Implementation Details. Our proposed method is implemented in PyTorch [17]. We use Adam optimizer with a learning rate that starts at \(1\times 10^{-3}\) and steps down to \(1\times 10^{-4}\). The batch size is 2048 rays at each iteration. The sampling quantity of each ray depends on the size of CT data. For example, we sample 192 points along each ray for the 128 \(\times \) 128 \(\times \) 128 chest CT. We use the same hyper-parameter setting for hash encoder as [14]. More details of hyper-parameters can be found in the supplementary material. All experiments are conducted on a single RTX 3090 GPU. We evaluate five methods quantitatively in terms of peak signal-to-noise ratio (PNSR) and structural similarity (SSIM) [25]. PSNR (dB) statistically assesses the artifact suppression performance, while SSIM measures the perceptual difference between two signals.
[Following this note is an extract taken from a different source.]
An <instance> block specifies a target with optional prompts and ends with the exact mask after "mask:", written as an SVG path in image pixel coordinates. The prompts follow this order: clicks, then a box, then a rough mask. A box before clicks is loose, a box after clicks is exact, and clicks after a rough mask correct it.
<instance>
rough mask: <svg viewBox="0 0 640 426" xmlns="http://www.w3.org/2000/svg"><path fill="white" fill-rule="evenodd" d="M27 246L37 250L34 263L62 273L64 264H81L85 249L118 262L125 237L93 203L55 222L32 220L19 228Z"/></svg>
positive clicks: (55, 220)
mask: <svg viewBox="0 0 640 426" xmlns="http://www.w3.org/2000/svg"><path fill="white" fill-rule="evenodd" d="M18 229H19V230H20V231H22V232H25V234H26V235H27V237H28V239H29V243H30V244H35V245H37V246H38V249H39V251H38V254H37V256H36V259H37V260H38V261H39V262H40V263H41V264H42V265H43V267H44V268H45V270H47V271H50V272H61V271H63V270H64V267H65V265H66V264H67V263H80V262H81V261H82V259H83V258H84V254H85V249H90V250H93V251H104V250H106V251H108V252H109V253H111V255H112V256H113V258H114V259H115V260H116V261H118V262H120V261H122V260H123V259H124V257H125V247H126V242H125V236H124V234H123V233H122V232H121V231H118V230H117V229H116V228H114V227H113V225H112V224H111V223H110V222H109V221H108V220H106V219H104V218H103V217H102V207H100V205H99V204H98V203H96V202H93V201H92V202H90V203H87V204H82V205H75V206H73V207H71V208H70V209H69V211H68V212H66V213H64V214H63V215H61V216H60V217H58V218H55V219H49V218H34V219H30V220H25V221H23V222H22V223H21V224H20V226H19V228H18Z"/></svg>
Higher PNSR/SSIM values represent the accurate reconstruction and vice versa.

Fig. 2.
figure 2

Qualitative results of five methods. From left to right: examples of X-ray projections, slices of 3D CT models reconstructed by five methods, and the ground truth CT slices.

3.2 Results

Performance. Our method produces quantitatively best results in both human organ and phantom datasets as listed in Table 2. Both PSNR and SSIM values are significantly higher than other methods. For example, the PSNR value of our method in the abdomen dataset is 3.07 dB higher than that of the second-best method SART.

We also provide visualization results of different methods in Fig. 2. FDK restores low-quality models with notable artifacts, as analytical methods demand large amounts of projections.
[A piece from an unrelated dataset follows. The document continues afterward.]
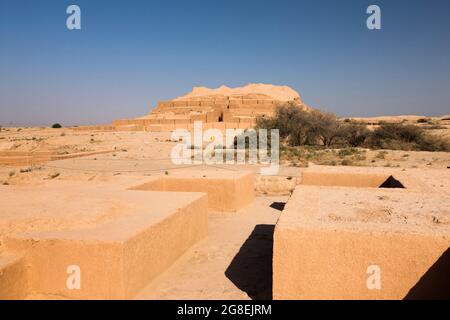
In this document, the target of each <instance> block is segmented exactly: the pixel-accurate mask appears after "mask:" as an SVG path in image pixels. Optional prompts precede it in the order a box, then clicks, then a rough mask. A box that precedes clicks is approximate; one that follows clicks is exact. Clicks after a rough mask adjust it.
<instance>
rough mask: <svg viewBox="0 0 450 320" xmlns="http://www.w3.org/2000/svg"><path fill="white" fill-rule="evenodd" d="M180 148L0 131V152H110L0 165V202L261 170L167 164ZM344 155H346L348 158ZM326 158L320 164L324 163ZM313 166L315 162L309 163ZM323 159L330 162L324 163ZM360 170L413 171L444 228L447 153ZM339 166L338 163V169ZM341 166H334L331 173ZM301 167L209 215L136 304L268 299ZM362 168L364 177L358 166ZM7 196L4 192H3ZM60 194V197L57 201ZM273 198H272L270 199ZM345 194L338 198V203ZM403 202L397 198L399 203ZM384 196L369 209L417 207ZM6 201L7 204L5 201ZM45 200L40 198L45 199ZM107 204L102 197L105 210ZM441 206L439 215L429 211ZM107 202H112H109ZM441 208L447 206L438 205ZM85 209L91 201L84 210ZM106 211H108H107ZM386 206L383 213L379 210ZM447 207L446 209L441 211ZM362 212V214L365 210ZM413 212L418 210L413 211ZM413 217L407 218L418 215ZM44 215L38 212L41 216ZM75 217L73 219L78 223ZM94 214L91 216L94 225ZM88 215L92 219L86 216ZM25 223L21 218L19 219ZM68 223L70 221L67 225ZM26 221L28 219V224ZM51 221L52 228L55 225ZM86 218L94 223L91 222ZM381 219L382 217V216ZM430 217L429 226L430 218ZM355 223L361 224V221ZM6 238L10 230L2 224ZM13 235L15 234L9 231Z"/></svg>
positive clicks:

Table 2. PSNR/SSIM measurements of five methods on five datasets.

Iterative method SART suppresses noise in the sacrifice of losing certain details. The reconstruction results of ASD-POCS are heavily smeared because total-variation regularization encourages removing high-frequency details, including unwanted noise and expected tiny structures. IntraTomo3D produces clean results. However, edges between media are slightly blurred, which shows that the frequency encoder fails to teach the network to focus on edges. With the help of hash encoding, results of the proposed NAF have the most details, clearest edges and fewest artifacts. Figure 3 indicates that NAF outperforms other methods in all slices of the reconstructed CT volume.
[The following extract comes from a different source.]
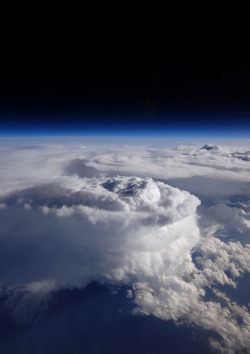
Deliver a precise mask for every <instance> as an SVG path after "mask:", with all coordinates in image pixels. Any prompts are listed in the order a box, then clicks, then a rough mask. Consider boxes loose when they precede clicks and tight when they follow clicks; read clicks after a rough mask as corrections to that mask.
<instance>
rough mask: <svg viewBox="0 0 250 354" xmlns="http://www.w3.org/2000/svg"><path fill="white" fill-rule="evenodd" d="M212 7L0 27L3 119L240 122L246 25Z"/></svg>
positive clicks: (226, 122) (113, 120) (242, 117)
mask: <svg viewBox="0 0 250 354" xmlns="http://www.w3.org/2000/svg"><path fill="white" fill-rule="evenodd" d="M102 10H103V11H102ZM198 10H199V9H198ZM213 15H215V16H213V17H209V16H207V17H204V11H203V12H200V14H198V15H197V16H193V17H188V16H185V11H184V13H183V14H182V16H178V14H177V16H175V17H174V18H173V15H172V12H171V11H166V10H165V12H164V11H163V10H161V9H155V8H153V7H152V6H148V7H145V8H144V9H143V10H142V9H140V8H137V9H124V11H117V13H115V14H114V13H111V12H110V11H109V9H108V10H107V9H105V11H104V9H99V11H95V10H94V9H92V10H91V11H86V12H84V14H83V16H82V17H81V18H80V19H77V20H76V19H75V20H74V18H73V19H72V18H71V19H69V18H67V17H66V18H65V17H64V18H60V17H58V18H55V19H52V20H50V21H48V22H46V21H31V20H29V21H22V22H20V21H19V22H15V21H12V22H9V23H7V24H5V25H1V34H2V40H1V49H2V50H1V52H2V55H1V74H0V94H1V97H0V115H1V118H2V126H4V125H6V126H7V125H9V124H14V125H17V126H18V125H22V124H24V123H25V122H26V125H27V124H31V125H32V124H33V125H34V124H38V123H41V122H45V123H46V124H48V126H49V124H52V125H53V124H58V122H64V123H67V124H71V122H80V121H81V122H82V123H86V124H87V123H88V122H89V120H91V121H92V122H95V123H96V124H104V123H108V124H112V123H114V122H117V121H119V122H125V121H126V122H130V123H132V122H134V121H135V120H136V122H137V123H138V124H142V123H143V124H147V123H150V124H151V125H152V124H154V122H158V123H161V122H162V121H164V122H165V123H166V122H167V123H168V122H169V124H171V123H172V122H173V121H174V120H175V119H176V118H175V117H179V119H180V120H181V122H182V123H184V122H186V124H187V123H188V122H190V123H197V122H199V123H200V124H202V121H204V119H207V118H208V117H209V119H210V120H212V121H214V122H216V121H217V122H219V124H227V123H228V122H229V121H230V124H232V125H233V124H234V123H233V121H234V119H235V117H238V119H240V121H241V122H242V124H244V123H246V122H247V121H248V118H247V117H248V116H249V113H250V103H249V94H250V86H249V83H250V65H249V50H248V46H247V42H246V41H245V38H247V33H246V28H247V26H246V24H245V22H244V21H240V20H241V19H240V18H237V21H236V18H232V17H228V18H227V17H226V16H225V15H224V18H222V17H221V15H220V14H216V12H214V14H213ZM180 117H181V118H180ZM211 117H212V118H211Z"/></svg>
Figure 4 shows the performance of iterative methods and learning-based methods under different number of views. It is clear that the performance increases with the rise of input views. Our methods achieves better results than others under most circumstances.

Fig. 3.
figure 3

Running time that iterative and learn-based methods take to converge to stable results.

Time. We record the running time of iterative and learning-based methods as shown in Fig. 5. All methods use CUDA [15] to accelerate the computation process. Overall, the methods spend less time on datasets with small projections (chest, jaw and foot) and increasingly more time on big datasets (abdomen and aorta). IntraTomo3D requires more than one hour to train the network. Benefiting from the compact network design, NAF spends similar running time to iterative methods and is 3\(\times \) faster than the frequency-encoding deep learning method IntraTomo3D.

Fig. 4.
figure 4

Slice-wise performance of iterative and learning-based methods on the abdomen dataset.

Fig. 5.
figure 5

Performance under different number of views on the abdomen dataset.

4 Conclusion

This paper proposes NAF, a fast self-supervised learning-based solution for sparse-view CBCT reconstruction. Our method trains a fully-connected deep neural network that consumes a 3D spatial coordinate and outputs the attenuation coefficient at that location. NAF synthesizes projections by attenuating incident X-rays based on the predicted attenuation coefficients. The network is updated by minimizing the projection error. We show that frequency encoding is not computationally efficient for tomographic reconstruction tasks. As an alternative, a learning-based encoder entitled hash encoding is adopted to extract valuable features. Experimental results on human organ and phantom datasets indicate that the proposed method achieves significantly better results than other baselines and spends reasonably short computation time.